In 1791, the Birkin family was added in Part 6 (ancient nobility) of the Ryazanian genealogical book. In the Russian Empire the family had gone into relative obscurity. Many of the family descendants ended up as merchants and odnodvortsy.

== Landed estates ==

=== Allods ===

- Tretyakovo, a village on the upper Poznanka river, Perevitsky stan (Lukhovitsky District, Moscow Oblast).
- Nikonova Slobodka (Glinki), a village in Perevitsky stan.
- Stolpovo, Perevitsky stan (Zaraysky District, Moscow Oblast).
- Ernovo, a village in Perevitsky stan, (Zaraysky District, Moscow Oblast)
- Timofeevo (Andreevo), a village in Petevitsky stan (Zaraysky district) – purchased from the Kobuzev family in 1601 by Ivan Vasilievich Birkin
- Protasovo (one half), Perevitsky stan, (Ozyory, Moscow Oblast).
- Klevny, Okolodorogny stan
- A half of the Dolgaya village, Kamensky stan, and Titovo, Perevitsky stan, — granted in 1614 in hereditary ownership.

=== Fiefs (pomestya) ===

- Kumanova Polyana (Fedosovo), Pekhletsky stan
- A half of Filatovo, Kamensky stan (Pronsky district).
- Varapovo, a village in Perevitsky stan.

== Notable members ==

- Vasily Grigoryevich Birkin was the garrison head (osadny golova) at Pronsk (1581 — 1583) and Ryazhsk (1585 —1592) and the voivode at Dankov (1587).

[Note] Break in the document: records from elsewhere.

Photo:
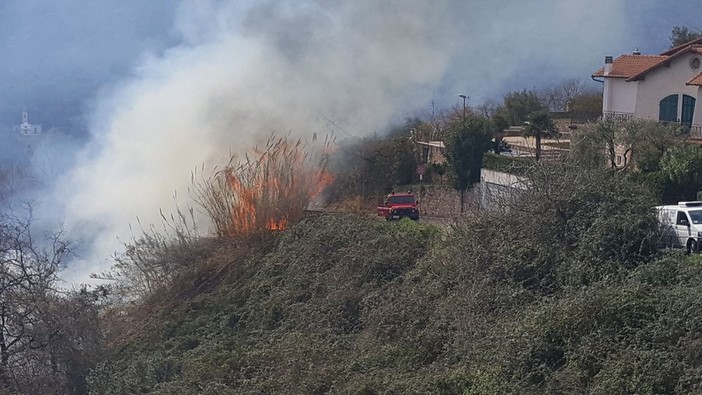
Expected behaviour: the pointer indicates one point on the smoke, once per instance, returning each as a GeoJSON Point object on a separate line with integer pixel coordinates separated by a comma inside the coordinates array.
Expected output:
{"type": "Point", "coordinates": [242, 71]}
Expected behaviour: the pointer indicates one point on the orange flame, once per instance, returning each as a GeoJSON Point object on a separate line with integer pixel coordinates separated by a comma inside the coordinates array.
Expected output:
{"type": "Point", "coordinates": [272, 190]}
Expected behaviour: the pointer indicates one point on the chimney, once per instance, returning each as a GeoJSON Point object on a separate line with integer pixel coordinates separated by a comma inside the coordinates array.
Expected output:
{"type": "Point", "coordinates": [608, 65]}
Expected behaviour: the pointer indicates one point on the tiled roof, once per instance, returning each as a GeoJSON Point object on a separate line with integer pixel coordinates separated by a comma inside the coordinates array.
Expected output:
{"type": "Point", "coordinates": [696, 80]}
{"type": "Point", "coordinates": [634, 67]}
{"type": "Point", "coordinates": [627, 66]}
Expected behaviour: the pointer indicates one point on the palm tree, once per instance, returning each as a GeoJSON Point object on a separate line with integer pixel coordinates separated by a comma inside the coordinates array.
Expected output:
{"type": "Point", "coordinates": [538, 125]}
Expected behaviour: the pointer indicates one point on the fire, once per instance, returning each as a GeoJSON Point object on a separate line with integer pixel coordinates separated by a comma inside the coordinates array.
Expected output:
{"type": "Point", "coordinates": [269, 190]}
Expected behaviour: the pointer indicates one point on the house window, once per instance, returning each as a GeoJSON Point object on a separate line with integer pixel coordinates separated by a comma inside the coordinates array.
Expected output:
{"type": "Point", "coordinates": [688, 110]}
{"type": "Point", "coordinates": [668, 109]}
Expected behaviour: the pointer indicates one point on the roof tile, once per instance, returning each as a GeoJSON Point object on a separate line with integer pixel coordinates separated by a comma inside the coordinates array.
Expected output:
{"type": "Point", "coordinates": [627, 66]}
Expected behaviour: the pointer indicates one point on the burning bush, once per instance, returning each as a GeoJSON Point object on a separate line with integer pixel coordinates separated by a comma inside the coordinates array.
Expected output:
{"type": "Point", "coordinates": [267, 190]}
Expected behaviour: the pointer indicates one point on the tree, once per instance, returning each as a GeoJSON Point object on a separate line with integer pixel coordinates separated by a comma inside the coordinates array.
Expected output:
{"type": "Point", "coordinates": [682, 166]}
{"type": "Point", "coordinates": [518, 106]}
{"type": "Point", "coordinates": [682, 34]}
{"type": "Point", "coordinates": [28, 275]}
{"type": "Point", "coordinates": [466, 143]}
{"type": "Point", "coordinates": [538, 125]}
{"type": "Point", "coordinates": [624, 144]}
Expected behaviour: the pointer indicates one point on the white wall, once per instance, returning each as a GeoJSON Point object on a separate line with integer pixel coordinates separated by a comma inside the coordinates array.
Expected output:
{"type": "Point", "coordinates": [622, 95]}
{"type": "Point", "coordinates": [666, 81]}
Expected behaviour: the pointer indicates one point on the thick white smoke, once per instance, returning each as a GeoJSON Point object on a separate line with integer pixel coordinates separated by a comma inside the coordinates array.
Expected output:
{"type": "Point", "coordinates": [245, 71]}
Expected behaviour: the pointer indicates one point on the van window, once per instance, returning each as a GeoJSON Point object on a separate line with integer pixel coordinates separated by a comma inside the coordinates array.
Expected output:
{"type": "Point", "coordinates": [696, 216]}
{"type": "Point", "coordinates": [682, 219]}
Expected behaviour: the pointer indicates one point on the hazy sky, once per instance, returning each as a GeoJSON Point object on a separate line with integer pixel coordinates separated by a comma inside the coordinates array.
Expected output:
{"type": "Point", "coordinates": [142, 92]}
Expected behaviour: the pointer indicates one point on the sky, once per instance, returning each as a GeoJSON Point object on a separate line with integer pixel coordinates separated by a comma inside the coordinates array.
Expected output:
{"type": "Point", "coordinates": [133, 95]}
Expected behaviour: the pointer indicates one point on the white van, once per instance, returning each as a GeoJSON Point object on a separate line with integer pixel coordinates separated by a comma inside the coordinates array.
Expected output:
{"type": "Point", "coordinates": [681, 225]}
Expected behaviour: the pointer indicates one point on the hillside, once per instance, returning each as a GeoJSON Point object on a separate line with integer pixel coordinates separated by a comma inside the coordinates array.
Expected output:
{"type": "Point", "coordinates": [578, 301]}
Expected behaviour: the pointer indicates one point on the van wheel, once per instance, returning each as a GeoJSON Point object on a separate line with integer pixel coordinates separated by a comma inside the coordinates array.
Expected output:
{"type": "Point", "coordinates": [691, 246]}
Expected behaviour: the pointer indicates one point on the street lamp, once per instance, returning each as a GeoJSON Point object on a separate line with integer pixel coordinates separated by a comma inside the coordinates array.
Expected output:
{"type": "Point", "coordinates": [464, 106]}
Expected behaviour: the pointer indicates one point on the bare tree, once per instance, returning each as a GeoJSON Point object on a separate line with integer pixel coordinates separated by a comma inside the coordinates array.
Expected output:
{"type": "Point", "coordinates": [28, 275]}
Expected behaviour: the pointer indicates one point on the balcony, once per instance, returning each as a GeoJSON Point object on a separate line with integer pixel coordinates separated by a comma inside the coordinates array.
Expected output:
{"type": "Point", "coordinates": [617, 116]}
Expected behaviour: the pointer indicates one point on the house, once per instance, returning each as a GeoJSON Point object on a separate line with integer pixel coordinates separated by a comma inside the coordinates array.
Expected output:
{"type": "Point", "coordinates": [432, 152]}
{"type": "Point", "coordinates": [664, 87]}
{"type": "Point", "coordinates": [26, 128]}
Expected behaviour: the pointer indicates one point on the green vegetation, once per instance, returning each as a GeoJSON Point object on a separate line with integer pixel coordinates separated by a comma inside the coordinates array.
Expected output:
{"type": "Point", "coordinates": [564, 291]}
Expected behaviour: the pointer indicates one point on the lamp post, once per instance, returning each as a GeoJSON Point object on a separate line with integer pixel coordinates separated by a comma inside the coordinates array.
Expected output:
{"type": "Point", "coordinates": [464, 108]}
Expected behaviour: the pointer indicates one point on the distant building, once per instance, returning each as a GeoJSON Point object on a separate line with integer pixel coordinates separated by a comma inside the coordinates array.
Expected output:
{"type": "Point", "coordinates": [663, 87]}
{"type": "Point", "coordinates": [432, 152]}
{"type": "Point", "coordinates": [26, 128]}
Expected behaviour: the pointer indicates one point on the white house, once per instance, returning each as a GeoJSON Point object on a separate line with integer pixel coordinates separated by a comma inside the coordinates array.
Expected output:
{"type": "Point", "coordinates": [26, 128]}
{"type": "Point", "coordinates": [663, 87]}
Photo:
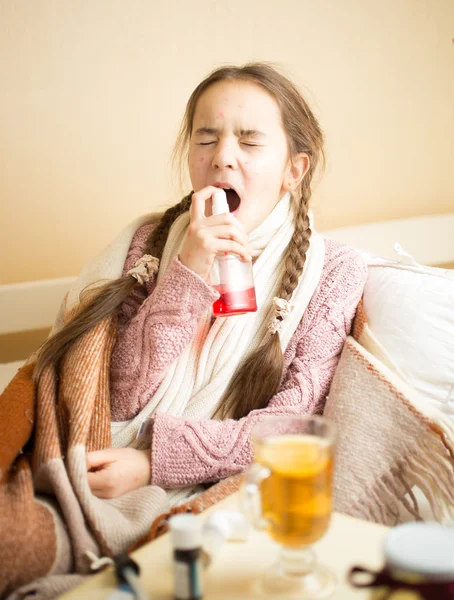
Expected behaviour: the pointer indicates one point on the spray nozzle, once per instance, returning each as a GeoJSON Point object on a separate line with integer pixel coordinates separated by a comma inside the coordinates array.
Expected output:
{"type": "Point", "coordinates": [219, 203]}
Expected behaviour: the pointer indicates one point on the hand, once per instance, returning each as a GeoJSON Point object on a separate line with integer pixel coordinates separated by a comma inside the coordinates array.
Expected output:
{"type": "Point", "coordinates": [116, 471]}
{"type": "Point", "coordinates": [207, 236]}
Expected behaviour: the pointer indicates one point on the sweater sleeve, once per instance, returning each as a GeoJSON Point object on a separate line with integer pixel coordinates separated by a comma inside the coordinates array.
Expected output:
{"type": "Point", "coordinates": [189, 452]}
{"type": "Point", "coordinates": [153, 331]}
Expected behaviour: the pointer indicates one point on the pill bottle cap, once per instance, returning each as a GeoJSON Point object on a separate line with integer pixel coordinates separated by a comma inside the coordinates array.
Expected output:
{"type": "Point", "coordinates": [186, 532]}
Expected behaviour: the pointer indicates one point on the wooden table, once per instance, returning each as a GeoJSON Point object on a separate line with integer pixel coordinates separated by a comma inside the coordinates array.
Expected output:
{"type": "Point", "coordinates": [348, 542]}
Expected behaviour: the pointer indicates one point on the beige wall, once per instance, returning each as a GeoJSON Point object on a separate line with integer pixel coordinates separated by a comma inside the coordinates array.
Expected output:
{"type": "Point", "coordinates": [92, 92]}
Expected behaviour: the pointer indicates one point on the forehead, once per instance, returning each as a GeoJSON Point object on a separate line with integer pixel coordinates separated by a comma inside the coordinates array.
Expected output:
{"type": "Point", "coordinates": [243, 102]}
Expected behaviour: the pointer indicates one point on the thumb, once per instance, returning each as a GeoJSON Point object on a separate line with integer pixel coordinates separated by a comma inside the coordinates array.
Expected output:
{"type": "Point", "coordinates": [98, 458]}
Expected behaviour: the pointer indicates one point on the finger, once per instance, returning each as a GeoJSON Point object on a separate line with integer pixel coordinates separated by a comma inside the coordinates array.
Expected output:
{"type": "Point", "coordinates": [99, 483]}
{"type": "Point", "coordinates": [97, 458]}
{"type": "Point", "coordinates": [198, 202]}
{"type": "Point", "coordinates": [227, 232]}
{"type": "Point", "coordinates": [232, 246]}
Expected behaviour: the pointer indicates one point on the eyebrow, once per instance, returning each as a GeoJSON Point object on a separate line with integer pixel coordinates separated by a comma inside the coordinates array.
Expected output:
{"type": "Point", "coordinates": [241, 132]}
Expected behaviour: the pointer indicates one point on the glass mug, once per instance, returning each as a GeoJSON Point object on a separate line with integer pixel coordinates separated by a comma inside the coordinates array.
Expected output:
{"type": "Point", "coordinates": [287, 492]}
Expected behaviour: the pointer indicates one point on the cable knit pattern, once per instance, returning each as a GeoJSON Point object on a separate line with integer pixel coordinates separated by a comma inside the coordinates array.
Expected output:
{"type": "Point", "coordinates": [155, 324]}
{"type": "Point", "coordinates": [161, 323]}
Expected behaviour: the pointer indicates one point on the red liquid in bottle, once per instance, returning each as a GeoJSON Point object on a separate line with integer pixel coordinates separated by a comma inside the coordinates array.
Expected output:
{"type": "Point", "coordinates": [234, 302]}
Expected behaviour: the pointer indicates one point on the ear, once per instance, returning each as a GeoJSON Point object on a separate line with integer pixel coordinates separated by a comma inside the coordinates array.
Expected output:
{"type": "Point", "coordinates": [295, 171]}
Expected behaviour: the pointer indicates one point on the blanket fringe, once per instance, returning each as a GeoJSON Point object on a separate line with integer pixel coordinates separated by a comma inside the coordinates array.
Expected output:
{"type": "Point", "coordinates": [426, 465]}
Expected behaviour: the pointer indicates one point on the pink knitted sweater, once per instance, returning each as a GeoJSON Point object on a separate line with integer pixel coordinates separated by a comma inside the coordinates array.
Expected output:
{"type": "Point", "coordinates": [157, 322]}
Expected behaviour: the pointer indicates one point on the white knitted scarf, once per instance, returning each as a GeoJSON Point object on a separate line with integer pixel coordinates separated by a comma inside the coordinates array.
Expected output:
{"type": "Point", "coordinates": [195, 383]}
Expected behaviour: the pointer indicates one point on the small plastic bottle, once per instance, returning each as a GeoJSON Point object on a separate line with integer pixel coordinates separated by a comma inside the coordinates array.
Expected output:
{"type": "Point", "coordinates": [230, 276]}
{"type": "Point", "coordinates": [186, 533]}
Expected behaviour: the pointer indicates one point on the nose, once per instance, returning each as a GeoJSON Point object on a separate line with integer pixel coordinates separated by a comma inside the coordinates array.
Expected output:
{"type": "Point", "coordinates": [225, 155]}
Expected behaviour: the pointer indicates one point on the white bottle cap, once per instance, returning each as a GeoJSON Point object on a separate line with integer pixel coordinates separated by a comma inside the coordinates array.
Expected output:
{"type": "Point", "coordinates": [423, 548]}
{"type": "Point", "coordinates": [224, 525]}
{"type": "Point", "coordinates": [219, 203]}
{"type": "Point", "coordinates": [186, 532]}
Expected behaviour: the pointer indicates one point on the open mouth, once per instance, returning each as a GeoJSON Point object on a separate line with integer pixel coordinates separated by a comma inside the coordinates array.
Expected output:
{"type": "Point", "coordinates": [233, 199]}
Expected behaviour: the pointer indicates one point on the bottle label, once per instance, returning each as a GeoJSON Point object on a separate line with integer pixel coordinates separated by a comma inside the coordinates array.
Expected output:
{"type": "Point", "coordinates": [187, 580]}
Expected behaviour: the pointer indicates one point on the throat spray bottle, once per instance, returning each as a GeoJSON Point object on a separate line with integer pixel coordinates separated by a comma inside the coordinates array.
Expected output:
{"type": "Point", "coordinates": [230, 276]}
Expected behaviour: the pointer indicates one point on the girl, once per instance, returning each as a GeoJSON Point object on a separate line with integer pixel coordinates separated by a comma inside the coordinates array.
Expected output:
{"type": "Point", "coordinates": [196, 384]}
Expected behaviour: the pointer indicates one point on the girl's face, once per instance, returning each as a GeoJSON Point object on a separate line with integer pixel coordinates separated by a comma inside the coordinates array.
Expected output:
{"type": "Point", "coordinates": [238, 142]}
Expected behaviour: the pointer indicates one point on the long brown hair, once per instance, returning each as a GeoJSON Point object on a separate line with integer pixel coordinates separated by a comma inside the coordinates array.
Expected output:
{"type": "Point", "coordinates": [259, 376]}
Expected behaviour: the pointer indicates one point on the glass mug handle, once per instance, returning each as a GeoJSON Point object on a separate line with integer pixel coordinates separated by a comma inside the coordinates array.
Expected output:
{"type": "Point", "coordinates": [250, 497]}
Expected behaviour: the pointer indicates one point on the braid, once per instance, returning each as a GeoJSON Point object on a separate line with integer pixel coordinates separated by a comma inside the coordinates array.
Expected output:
{"type": "Point", "coordinates": [295, 256]}
{"type": "Point", "coordinates": [158, 237]}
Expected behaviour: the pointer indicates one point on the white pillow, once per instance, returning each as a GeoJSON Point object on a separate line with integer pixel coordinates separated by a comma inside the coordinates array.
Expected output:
{"type": "Point", "coordinates": [410, 310]}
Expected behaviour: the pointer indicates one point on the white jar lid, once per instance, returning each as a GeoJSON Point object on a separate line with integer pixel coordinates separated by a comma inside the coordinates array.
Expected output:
{"type": "Point", "coordinates": [423, 548]}
{"type": "Point", "coordinates": [186, 531]}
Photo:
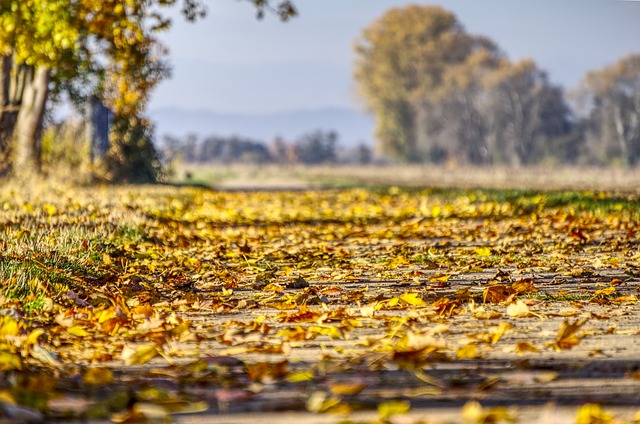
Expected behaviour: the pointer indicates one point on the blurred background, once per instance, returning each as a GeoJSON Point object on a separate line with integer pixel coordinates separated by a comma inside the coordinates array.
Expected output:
{"type": "Point", "coordinates": [440, 85]}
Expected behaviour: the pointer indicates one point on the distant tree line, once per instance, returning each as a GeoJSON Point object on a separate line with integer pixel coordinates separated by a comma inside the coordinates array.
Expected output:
{"type": "Point", "coordinates": [312, 148]}
{"type": "Point", "coordinates": [440, 94]}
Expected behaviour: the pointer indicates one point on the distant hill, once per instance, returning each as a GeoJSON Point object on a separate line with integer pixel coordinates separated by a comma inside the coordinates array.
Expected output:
{"type": "Point", "coordinates": [353, 127]}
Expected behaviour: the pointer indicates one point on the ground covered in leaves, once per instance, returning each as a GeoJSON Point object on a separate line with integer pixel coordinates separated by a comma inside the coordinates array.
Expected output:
{"type": "Point", "coordinates": [137, 304]}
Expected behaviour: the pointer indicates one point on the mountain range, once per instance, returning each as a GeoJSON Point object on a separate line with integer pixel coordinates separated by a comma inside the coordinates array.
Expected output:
{"type": "Point", "coordinates": [352, 126]}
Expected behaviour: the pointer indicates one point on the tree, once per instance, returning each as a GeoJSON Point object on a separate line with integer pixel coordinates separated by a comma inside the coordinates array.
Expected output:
{"type": "Point", "coordinates": [439, 93]}
{"type": "Point", "coordinates": [529, 115]}
{"type": "Point", "coordinates": [400, 60]}
{"type": "Point", "coordinates": [85, 48]}
{"type": "Point", "coordinates": [611, 98]}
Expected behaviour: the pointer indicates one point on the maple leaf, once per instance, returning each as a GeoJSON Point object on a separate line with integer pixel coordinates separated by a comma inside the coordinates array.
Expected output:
{"type": "Point", "coordinates": [567, 334]}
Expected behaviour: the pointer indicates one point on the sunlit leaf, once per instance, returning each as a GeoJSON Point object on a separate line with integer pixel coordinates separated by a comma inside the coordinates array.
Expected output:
{"type": "Point", "coordinates": [135, 354]}
{"type": "Point", "coordinates": [593, 414]}
{"type": "Point", "coordinates": [98, 376]}
{"type": "Point", "coordinates": [390, 409]}
{"type": "Point", "coordinates": [346, 388]}
{"type": "Point", "coordinates": [567, 334]}
{"type": "Point", "coordinates": [525, 347]}
{"type": "Point", "coordinates": [468, 351]}
{"type": "Point", "coordinates": [412, 299]}
{"type": "Point", "coordinates": [10, 361]}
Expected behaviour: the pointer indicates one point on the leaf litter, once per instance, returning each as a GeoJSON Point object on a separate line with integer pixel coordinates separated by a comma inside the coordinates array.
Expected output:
{"type": "Point", "coordinates": [144, 303]}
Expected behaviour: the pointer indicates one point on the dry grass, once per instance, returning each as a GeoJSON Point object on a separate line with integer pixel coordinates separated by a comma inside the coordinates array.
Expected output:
{"type": "Point", "coordinates": [538, 178]}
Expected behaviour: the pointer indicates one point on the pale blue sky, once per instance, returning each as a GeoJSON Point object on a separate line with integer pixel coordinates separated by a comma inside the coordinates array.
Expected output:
{"type": "Point", "coordinates": [229, 62]}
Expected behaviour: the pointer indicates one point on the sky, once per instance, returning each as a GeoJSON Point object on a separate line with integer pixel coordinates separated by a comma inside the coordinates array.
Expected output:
{"type": "Point", "coordinates": [231, 62]}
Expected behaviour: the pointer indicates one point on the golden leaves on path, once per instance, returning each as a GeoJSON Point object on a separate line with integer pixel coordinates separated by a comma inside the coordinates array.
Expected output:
{"type": "Point", "coordinates": [324, 293]}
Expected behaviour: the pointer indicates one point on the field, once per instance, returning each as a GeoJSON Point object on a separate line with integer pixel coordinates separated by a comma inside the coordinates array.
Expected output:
{"type": "Point", "coordinates": [353, 295]}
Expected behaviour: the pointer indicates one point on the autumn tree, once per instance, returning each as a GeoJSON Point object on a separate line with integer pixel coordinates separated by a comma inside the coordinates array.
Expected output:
{"type": "Point", "coordinates": [529, 115]}
{"type": "Point", "coordinates": [610, 99]}
{"type": "Point", "coordinates": [400, 59]}
{"type": "Point", "coordinates": [102, 48]}
{"type": "Point", "coordinates": [439, 93]}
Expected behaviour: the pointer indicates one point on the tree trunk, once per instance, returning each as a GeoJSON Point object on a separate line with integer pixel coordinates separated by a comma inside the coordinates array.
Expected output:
{"type": "Point", "coordinates": [8, 111]}
{"type": "Point", "coordinates": [30, 120]}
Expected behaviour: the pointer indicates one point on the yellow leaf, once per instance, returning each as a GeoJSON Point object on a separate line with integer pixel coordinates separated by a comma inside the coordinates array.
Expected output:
{"type": "Point", "coordinates": [474, 413]}
{"type": "Point", "coordinates": [33, 336]}
{"type": "Point", "coordinates": [387, 410]}
{"type": "Point", "coordinates": [412, 299]}
{"type": "Point", "coordinates": [518, 310]}
{"type": "Point", "coordinates": [439, 278]}
{"type": "Point", "coordinates": [8, 326]}
{"type": "Point", "coordinates": [98, 376]}
{"type": "Point", "coordinates": [605, 292]}
{"type": "Point", "coordinates": [346, 389]}
{"type": "Point", "coordinates": [78, 331]}
{"type": "Point", "coordinates": [320, 402]}
{"type": "Point", "coordinates": [593, 414]}
{"type": "Point", "coordinates": [526, 347]}
{"type": "Point", "coordinates": [468, 351]}
{"type": "Point", "coordinates": [436, 211]}
{"type": "Point", "coordinates": [139, 354]}
{"type": "Point", "coordinates": [567, 338]}
{"type": "Point", "coordinates": [300, 376]}
{"type": "Point", "coordinates": [498, 331]}
{"type": "Point", "coordinates": [483, 252]}
{"type": "Point", "coordinates": [10, 361]}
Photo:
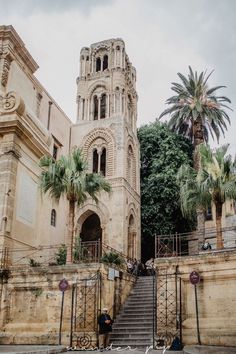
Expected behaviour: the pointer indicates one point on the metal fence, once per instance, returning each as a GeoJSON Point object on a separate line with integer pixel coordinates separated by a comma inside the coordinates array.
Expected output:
{"type": "Point", "coordinates": [194, 243]}
{"type": "Point", "coordinates": [47, 255]}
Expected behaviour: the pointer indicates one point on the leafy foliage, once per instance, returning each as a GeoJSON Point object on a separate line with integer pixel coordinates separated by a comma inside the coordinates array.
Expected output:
{"type": "Point", "coordinates": [112, 258]}
{"type": "Point", "coordinates": [196, 109]}
{"type": "Point", "coordinates": [79, 251]}
{"type": "Point", "coordinates": [214, 182]}
{"type": "Point", "coordinates": [61, 255]}
{"type": "Point", "coordinates": [162, 153]}
{"type": "Point", "coordinates": [33, 263]}
{"type": "Point", "coordinates": [69, 177]}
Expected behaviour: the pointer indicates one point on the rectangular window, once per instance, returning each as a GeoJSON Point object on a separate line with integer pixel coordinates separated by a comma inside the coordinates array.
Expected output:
{"type": "Point", "coordinates": [55, 151]}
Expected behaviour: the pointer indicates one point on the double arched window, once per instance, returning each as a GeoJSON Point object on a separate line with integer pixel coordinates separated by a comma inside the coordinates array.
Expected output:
{"type": "Point", "coordinates": [131, 169]}
{"type": "Point", "coordinates": [102, 64]}
{"type": "Point", "coordinates": [99, 106]}
{"type": "Point", "coordinates": [99, 161]}
{"type": "Point", "coordinates": [95, 108]}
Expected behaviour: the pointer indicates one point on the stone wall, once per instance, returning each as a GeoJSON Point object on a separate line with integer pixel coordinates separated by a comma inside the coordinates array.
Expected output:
{"type": "Point", "coordinates": [31, 302]}
{"type": "Point", "coordinates": [216, 296]}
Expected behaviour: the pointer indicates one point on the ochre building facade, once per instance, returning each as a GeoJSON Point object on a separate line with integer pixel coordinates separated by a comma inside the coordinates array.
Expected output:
{"type": "Point", "coordinates": [32, 125]}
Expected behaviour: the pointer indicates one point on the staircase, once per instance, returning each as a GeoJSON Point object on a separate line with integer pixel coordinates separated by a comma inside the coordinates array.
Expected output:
{"type": "Point", "coordinates": [134, 325]}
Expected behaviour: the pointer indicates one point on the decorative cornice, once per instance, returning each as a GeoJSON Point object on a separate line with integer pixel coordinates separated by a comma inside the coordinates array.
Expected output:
{"type": "Point", "coordinates": [12, 44]}
{"type": "Point", "coordinates": [10, 103]}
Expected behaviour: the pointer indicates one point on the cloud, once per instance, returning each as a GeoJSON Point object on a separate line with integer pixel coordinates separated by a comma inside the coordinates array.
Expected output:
{"type": "Point", "coordinates": [29, 7]}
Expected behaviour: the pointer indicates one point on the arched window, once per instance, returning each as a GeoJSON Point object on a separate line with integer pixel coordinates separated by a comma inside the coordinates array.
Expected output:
{"type": "Point", "coordinates": [105, 62]}
{"type": "Point", "coordinates": [131, 169]}
{"type": "Point", "coordinates": [95, 161]}
{"type": "Point", "coordinates": [53, 217]}
{"type": "Point", "coordinates": [103, 162]}
{"type": "Point", "coordinates": [99, 161]}
{"type": "Point", "coordinates": [95, 108]}
{"type": "Point", "coordinates": [117, 100]}
{"type": "Point", "coordinates": [98, 64]}
{"type": "Point", "coordinates": [103, 106]}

He was one of the leaders of building Voronezh.
- Rodion Petrovich Birkin (d. 1589) was a garrison head at Pronsk. In 1587 — 1588 he was sent by Tsar Fyodor I to Kakheti, where he admitted allegiance of the local tsar Alexander II to Russia, which eventually was used as grounds for annexation of Georgia. According to Jerome Horsey Rodion Birkin was a favorite of Ivan the Terrible, and even happened to play the last chess game with him upon his death.
- Ivan Vasilyevich Birkin (d. 1643) was a dvoryanin at the Moscow Duma (since 1641); as a voivode he supervised the construction of Kozlov. In 1626 — 1631 he was the first minister (sudya) at the Patriarch's Ministry (partiarshy prikaz). In 1631 he was appointed yaselnichy (an assistant to the royal equerry).
- Ivan Ivanovich Birkin was the royal solicitor (stryapchy), the voivode at Arzamas and Nizhny Novgorod. He took part in electing Michael Romanov to the throne.
- Dmitry Gavrilovich Birkin (1819 — 1886) was a Russian lieutenant general (since 1878) and the chief engineer of the Kiev military district (1865 — 1874). He was awarded with the Order of the White Eagle.
- Lev Sergeevich Birkin (1852 — after 1917) was a vice-president of the Russian State Bank (1860 — 1890s), the head of the division of small loans (1904 — 1912), privy councillor and senator (since 1915).